There's a picture of Jeff & Joan on the url above. now we know whacha look like you handsome couple you

Aslo got a clip of you (assumingly) playing the monk tune on the guitar.

Uh-Oh. Does this mean that your going to lose your super powers?

good one heather

Thanks Loo. doing 'pollock' opened a lot of doors for me - I'm wishing you all the best on your upcoming tests/treatment at Stanford - given the less obvious nature of your presentation - I'll be very curious to see how it plays out.

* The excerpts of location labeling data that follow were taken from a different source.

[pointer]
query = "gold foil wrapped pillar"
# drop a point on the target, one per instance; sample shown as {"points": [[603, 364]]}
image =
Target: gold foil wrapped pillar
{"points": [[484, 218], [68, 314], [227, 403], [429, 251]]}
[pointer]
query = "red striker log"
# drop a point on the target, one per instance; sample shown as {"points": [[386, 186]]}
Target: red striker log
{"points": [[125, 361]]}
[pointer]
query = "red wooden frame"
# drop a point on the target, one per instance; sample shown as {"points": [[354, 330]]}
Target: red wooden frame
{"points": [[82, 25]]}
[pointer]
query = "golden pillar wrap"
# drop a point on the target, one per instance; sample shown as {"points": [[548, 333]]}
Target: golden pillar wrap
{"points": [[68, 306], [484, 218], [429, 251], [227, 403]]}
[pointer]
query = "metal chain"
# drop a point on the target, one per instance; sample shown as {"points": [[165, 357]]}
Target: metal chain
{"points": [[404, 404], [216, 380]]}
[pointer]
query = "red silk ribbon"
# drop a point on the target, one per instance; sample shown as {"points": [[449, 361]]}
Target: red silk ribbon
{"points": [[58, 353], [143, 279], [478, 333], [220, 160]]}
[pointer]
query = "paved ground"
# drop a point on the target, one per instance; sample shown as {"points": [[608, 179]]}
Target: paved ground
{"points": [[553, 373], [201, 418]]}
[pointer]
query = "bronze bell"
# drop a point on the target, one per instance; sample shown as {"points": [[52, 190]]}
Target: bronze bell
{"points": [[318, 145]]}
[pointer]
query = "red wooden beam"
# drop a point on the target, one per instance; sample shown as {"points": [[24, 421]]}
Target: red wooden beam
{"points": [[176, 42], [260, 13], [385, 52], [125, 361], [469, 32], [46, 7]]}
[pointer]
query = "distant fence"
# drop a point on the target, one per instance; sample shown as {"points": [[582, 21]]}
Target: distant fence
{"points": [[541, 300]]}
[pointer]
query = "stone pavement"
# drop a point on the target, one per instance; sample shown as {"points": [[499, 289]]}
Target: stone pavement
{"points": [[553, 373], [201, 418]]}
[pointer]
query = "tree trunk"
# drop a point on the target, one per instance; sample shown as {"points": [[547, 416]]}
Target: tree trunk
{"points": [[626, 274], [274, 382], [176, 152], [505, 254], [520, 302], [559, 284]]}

I have to say more than 2 weeks out now - the energy level difference seems to be still much improved. Esp. during the evening hours which were always a struggle to keep awake- family time is much more lively. I'm more talkative - cheer mentions I 'seem' more like my former self socially.

One other effect I've noticed is increased appetite,- sometimes even in the middle of the night (2 or 3 am cravings) - this was esp. evident in the first 10 days post surgery.

(and cheer noticed 1st) I lost a bit of weight -about 5 lbs. We are guessing the increased blow flow is somehow affecting overall metabolic rate, or thyroid regulation...

I look forward to hearing more folks stories from the tests at Stanford, as it now seems we have a whole boatload of folks going to see Dr. Dake!!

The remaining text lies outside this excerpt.